The DevLingo backend is deployed on Cloudflare Workers edge nodes to handle API requests.

Mac App
↓ HTTPS (Bearer token)
Cloudflare Workers (Edge)
├─ API Gateway (Hono router)
├─ Auth Middleware (JWT verification)
├─ Lookup Endpoint (/api/lookup)
│ └─ Claude API Client (proxies AI requests)
├─ TTS Endpoint (/api/tts)
│ └─ Google Cloud TTS (proxies pronunciation synthesis)
└─ Data Sync Endpoints
└─ Cloudflare D1 (user database)
  • Hono Framework: Lightweight HTTP framework optimized for Cloudflare Workers
  • D1 Database: SQLite on Cloudflare, stores user Word Book and sync data
  • KV Store: Session tokens, rate limiting cache, API response cache
  • Claude API Proxy: The Mac app sends requests to Claude through Workers, avoiding local API key exposure

TextExtractor uses AXUIElement (macOS Accessibility API) to capture:

User selects "idempotent" in Slack
Extracted result:
{
"selectedText": "idempotent",
"beforeContext": "We need to make sure this endpoint is ",
"afterContext": " for retry requests.",
"sourceApp": "com.tinyspeck.slackmacgap", // Slack
"fullSentence": "We need to make sure this endpoint is idempotent for retry requests."
}

This context is sent to Claude, helping the AI understand: “idempotent here refers to an API design concept,” rather than something else.

if text contains Chinese:
→ Express mode
elif word count == 1:
→ Word mode
elif word count in [2, 3, 4]:
if contains full sentence structure:
→ Sentence mode
else:
→ Phrase mode
elif sentence count > 1 or word count > 20:
→ Paragraph mode
else:
→ Sentence mode

:::tip Smart Detection Input detection happens locally and instantly, with no API call.
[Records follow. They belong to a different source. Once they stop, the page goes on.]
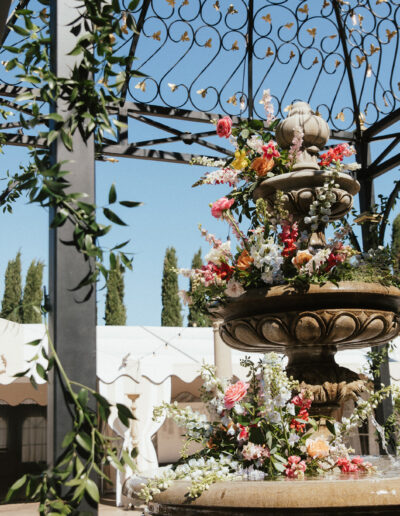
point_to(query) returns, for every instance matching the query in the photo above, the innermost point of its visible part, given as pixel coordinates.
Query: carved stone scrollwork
(343, 328)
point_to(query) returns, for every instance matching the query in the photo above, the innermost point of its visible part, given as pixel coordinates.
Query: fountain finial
(316, 134)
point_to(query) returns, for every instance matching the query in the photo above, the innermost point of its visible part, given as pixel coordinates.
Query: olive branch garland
(102, 24)
(94, 85)
(61, 488)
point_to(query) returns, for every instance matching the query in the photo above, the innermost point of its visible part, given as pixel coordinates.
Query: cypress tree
(32, 294)
(11, 305)
(115, 309)
(197, 317)
(171, 305)
(396, 243)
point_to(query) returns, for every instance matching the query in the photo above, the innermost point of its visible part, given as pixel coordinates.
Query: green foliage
(115, 308)
(171, 305)
(61, 488)
(32, 297)
(396, 243)
(197, 316)
(11, 305)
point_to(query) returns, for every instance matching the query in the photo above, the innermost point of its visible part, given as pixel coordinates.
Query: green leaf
(92, 490)
(68, 439)
(112, 194)
(113, 217)
(130, 204)
(41, 371)
(84, 441)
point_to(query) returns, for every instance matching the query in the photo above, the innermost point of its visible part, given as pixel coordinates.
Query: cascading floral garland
(259, 429)
(272, 250)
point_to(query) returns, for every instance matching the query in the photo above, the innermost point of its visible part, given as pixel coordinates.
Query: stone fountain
(309, 327)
This ensures the user never notices any delay from the “determine input type” step. :::

FloatingPanelController creates an NSPanel (floating window):

Properties:
• Appears above all apps (Level: screenSaver)
• Position: directly below the cursor (y offset +20px to avoid obstruction)
• Initial state: skeleton screen (loading skeleton)
• Data arrival: fade in, destroy skeleton
• Interaction: fully passes through mouse events (doesn't block background apps)
• Close methods: click outside, press ESC, auto-close after 5 minutes of inactivity
  • Local database lookup: <50ms (99th percentile)
  • Cache hit: <10ms
  • Full end-to-end (including API): <2s (99th percentile)
  • Floating window appearance: <300ms (perceived as fast by users)
  • TTS audio generation: First time <2s, subsequent cache <100ms

:::note Caching Strategy TTS audio is also cached locally and in KV; pronunciation for the same word is only synthesized once. :::

User text
Mac App (HTTPS encrypted)
Cloudflare Edge (instant processing)
├─ Claude API request (ephemeral, not used for training)
└─ Result cached in KV (auto-expires)
Result returned to Mac
Local SwiftData storage (on-device, optional cloud sync to D1)

Text content is not stored unless the user explicitly saves it to the Word Book. See Data Privacy & Security for details.

DevLingo’s architecture philosophy: “Speed first, AI as a complement, privacy above all.”